Figure 1 presents the plot of predicted activity against the experimental activity of both training and test set. The linearity of this plot indicated the high predictive power of the built model. The plot of standardized residual against experimental activity presented in Fig. 2 shows the dispersal of standardized residual values on both sides of zero; hence, there was no systematic error in the generated model [40]. Figure 3 shows the Williams plot of the standardized residuals versus the leverages. It was clear that all compounds were within the applicability domain and have no influential compounds. This implies that any of the compounds can be used in designing new 1,2,4,5-tetraoxane-8-aminoquinoline hybrids with highly potent antiplasmodial activities.

Fig. 1
figure 1

Plot of predicted activity against experimental activity of both training and test set

Fig. 2
figure 2

Plot of standardized residual activity against experimental activity

Fig. 3
figure 3

Plot of the standardized residuals against the leverages (Williams plot).

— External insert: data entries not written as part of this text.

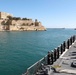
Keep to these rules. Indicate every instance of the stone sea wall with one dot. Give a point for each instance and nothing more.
(20, 25)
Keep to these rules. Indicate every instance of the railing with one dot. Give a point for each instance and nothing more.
(51, 57)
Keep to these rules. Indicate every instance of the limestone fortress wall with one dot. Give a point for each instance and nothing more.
(8, 22)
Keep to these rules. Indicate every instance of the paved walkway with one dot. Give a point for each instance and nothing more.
(63, 64)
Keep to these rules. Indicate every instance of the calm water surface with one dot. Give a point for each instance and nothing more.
(19, 50)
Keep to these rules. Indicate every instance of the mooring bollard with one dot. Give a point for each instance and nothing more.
(71, 40)
(52, 58)
(61, 48)
(68, 44)
(54, 54)
(64, 45)
(49, 58)
(57, 52)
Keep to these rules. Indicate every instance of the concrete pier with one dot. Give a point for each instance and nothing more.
(62, 61)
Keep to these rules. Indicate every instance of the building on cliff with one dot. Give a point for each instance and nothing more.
(3, 15)
(8, 22)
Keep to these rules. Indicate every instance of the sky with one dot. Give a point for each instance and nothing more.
(52, 13)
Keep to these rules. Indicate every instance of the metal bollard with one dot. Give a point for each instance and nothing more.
(57, 52)
(61, 48)
(64, 45)
(52, 58)
(54, 54)
(68, 44)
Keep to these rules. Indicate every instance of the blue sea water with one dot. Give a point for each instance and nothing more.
(19, 50)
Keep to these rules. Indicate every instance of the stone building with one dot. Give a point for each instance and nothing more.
(3, 15)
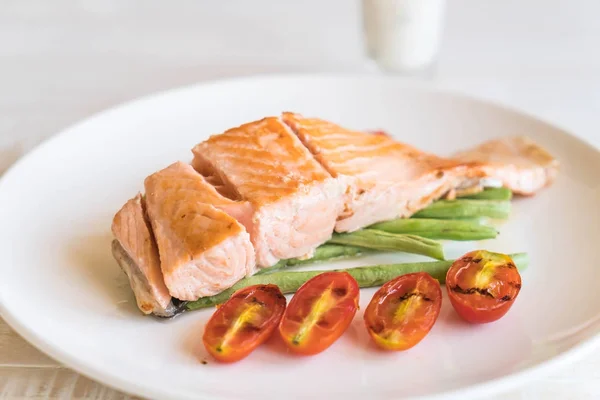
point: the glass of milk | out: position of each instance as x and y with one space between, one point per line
403 36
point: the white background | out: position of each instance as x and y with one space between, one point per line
61 61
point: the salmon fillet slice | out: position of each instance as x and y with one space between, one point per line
203 250
384 179
515 162
295 201
135 250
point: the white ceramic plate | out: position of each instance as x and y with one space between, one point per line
61 289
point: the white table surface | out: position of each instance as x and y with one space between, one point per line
61 61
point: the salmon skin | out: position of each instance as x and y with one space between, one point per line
203 250
384 179
135 250
295 201
515 162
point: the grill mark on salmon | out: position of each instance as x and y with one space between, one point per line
267 165
516 161
203 250
385 179
136 253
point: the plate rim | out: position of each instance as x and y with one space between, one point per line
488 387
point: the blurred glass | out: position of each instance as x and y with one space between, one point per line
403 36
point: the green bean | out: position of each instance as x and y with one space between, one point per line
379 240
461 208
371 276
491 194
438 229
325 252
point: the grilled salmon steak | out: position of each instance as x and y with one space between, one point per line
514 162
135 250
203 250
384 179
295 201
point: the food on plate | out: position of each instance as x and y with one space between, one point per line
384 178
491 193
135 250
203 250
325 252
320 312
287 191
380 240
264 163
438 229
244 322
517 163
466 208
403 311
482 286
370 276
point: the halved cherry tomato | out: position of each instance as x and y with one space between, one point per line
482 285
244 322
320 312
403 311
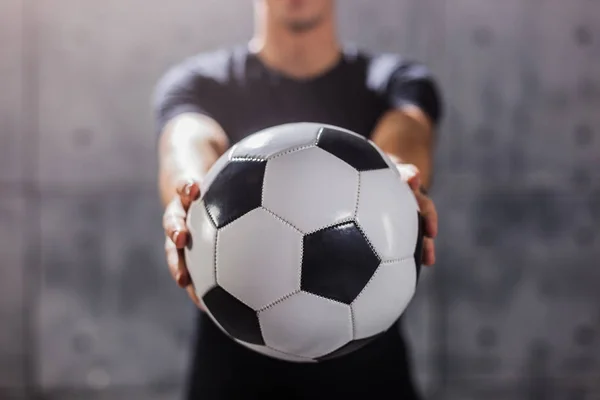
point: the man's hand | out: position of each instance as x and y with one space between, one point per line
177 235
411 175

Table 7 presents the result of the molecular docking study carried out between PfLDH (receptor) and 1,2,4,5-tetraoxane-8-aminoquinoline hybrid compounds (ligands). The result shows strong interactions of the ligands with the active sites of the receptor with binding affinities ranging from − 6.3 to − 10.9 kcal/mol having important hydrogen bonding and hydrophobic interaction with the amino acids of the protein. The binding affinities of all the hybrids are better than that of chloroquine. Figure 4 shows the 2D and 3D interaction of ligand 22 with the receptor. This interaction had the best binding affinity of − 10.9 kcal/mol containing two conventional hydrogen bonds, one of which was between one of the oxygen atom of the tetraoxane moiety as the H-acceptor and ARG109 residue as the H-donor, and the other was between the NH of the quinoline moiety as the H-donor and the residue PRO246 as the H-acceptor. The interaction also contains a carbon-hydrogen bond between the methoxide carbon atom of the quinoline moiety as the H-donor and ASN140 residue as the H-acceptor. The ligand also formed two hydrophobic interactions of alkyl-alkyl type with the ALA236 amino acid of the receptor and halogen-type interaction between ASP53 and bromine atom of the ligand. The hydrogen bond and the hydrophobic interactions of ligand 22 with the receptor are depicted in Figs. 5 and 6, respectively.

Table 7 Docking result between pfLDH and the selected 1,2,4,5-tetraoxane-8-aminoquinoline hybrids
Fig. 4
figure 4

3D and 2D 22-pfLDH interactions

Fig. 5
figure 5

Hydrogen bond 22-pfLDH interactions

Fig. 6
figure 6

Hydrophobic 22-pfLDH interactions

5 Conclusion

QSAR and molecular docking studies were conducted on 1,2,4,5-tetraoxane-8-aminoquinoline hybrids as potent antimalaria. A stable, reliable, and robust model was generated and found to be influenced by MATS3m, GATS8p, GATS8i, and RDF50s descriptors. MATS3m, GATS8i, and RDF50s were found to influence the antiplasmodial activities of the compounds positively while GATS8p negatively with the greatest influence. The molecular docking study revealed the mode of interaction of the hybrid compounds with Plasmodium falciparum lactate dehydrogenase as the potential target. The result shows strong interaction of the compounds with the receptors. The QSAR model couple with the docking result can be employed in designing new 1,2,4,5-tetraoxane-8-aminoquinoline hybrids with highly potent activities against Plasmodium falciparum.